The Confederation of All India Traders (CAIT) today reiterated that 70 million small and medium retailers of India are more than capable of competing with any global E-commerce giant or any multinational retail chain as long as the laws of the land are followed in letter and spirit both and there is an equal level playing field. If these global giants follow Indian laws in letter and spirit they will not be able to offer products cheaper than offline retailers.
The CAIT is on a mission to create a pan India e-commerce platform that will be truly Indian and strictly of the traders, by the traders and for the traders & consumers of India having an equal opportunity to every offline trader to make best use of digitalization duly embedded with digital payments. The portal will be primarily given end to end solutions from Manufacturer to last-mile consumers having multiple partners of repute of their own field.

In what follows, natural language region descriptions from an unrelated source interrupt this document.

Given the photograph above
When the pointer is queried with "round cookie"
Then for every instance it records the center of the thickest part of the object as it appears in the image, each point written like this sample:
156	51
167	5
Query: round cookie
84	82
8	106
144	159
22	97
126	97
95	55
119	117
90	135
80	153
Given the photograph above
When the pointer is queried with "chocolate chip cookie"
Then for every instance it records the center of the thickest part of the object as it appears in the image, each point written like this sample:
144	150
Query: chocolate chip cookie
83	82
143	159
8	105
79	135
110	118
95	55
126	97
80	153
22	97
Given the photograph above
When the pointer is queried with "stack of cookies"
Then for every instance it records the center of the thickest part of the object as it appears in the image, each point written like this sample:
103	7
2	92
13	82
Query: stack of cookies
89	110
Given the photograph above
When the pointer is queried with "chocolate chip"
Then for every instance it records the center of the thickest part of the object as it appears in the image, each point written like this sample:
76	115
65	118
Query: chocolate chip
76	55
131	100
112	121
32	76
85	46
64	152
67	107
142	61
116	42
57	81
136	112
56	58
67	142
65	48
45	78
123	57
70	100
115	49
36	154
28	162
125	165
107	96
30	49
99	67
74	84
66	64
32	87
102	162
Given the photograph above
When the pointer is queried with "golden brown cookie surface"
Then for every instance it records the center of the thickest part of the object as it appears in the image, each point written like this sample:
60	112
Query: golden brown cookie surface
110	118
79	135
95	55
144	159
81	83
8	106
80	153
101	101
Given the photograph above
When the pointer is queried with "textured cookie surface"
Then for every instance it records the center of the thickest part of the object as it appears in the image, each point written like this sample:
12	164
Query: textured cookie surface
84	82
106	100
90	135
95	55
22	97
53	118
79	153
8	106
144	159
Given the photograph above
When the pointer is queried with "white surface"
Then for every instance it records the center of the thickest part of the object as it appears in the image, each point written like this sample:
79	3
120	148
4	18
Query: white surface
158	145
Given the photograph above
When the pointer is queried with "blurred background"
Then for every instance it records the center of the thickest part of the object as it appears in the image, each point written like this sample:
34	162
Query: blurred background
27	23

CAIT National President BC Bhartia and Secretary General Praveen Khandelwal said that the traders of India understand very well that digitisation is the need of the hour and E-commerce is a robust mechanism to reach the final consumer in today’s time. However, some International Ecommerce giants have totally vitiated the Indian market by adopting various unfair and predatory business practices. These companies sitting with billions of Dollars cheaply available at near about zero interest rates, have tried to to take undue advantage of the huge potential India offers. Since they have been shown the door in offline multi- brand retail, they thought E commerce will be an indirect way to capture Indian retail market.
Both leaders said that these E commerce giants have completely circumvented the Govt’s FDI norms. Instead of operating as a pure marketplace ( connecting seller with buyer) which is allowed in India, they have resorted to controlling inventory which is sold on their platforms. They are themselves deciding the prices, burning cash to offer deep discounts to customers, registered their own preferred sellers by discriminating against smaller sellers. They are selling their own brands too. All these malpractices are against the letter and spirit of the Indian laws for E-commerce Marketplace as well as being anti- competitive. The loss arising out of these cash burning models is then being funded through FDI from abroad. These are predatory business techniques and the only motto of these companies is to eliminate the small and medium retailers of India. In such a scenario how is it possible for a small retailer to compete who barely has access to formal finance in India.
Mr. Bhartia & Mr. Khandelwal further added that the CAIT is trying their best to ensure a fair and non- discriminatory E commerce Policy. The Commerce Ministry is working on the Ecommerce policy in consultation with all stakeholders. Once the policy is enforced in letter and spirit.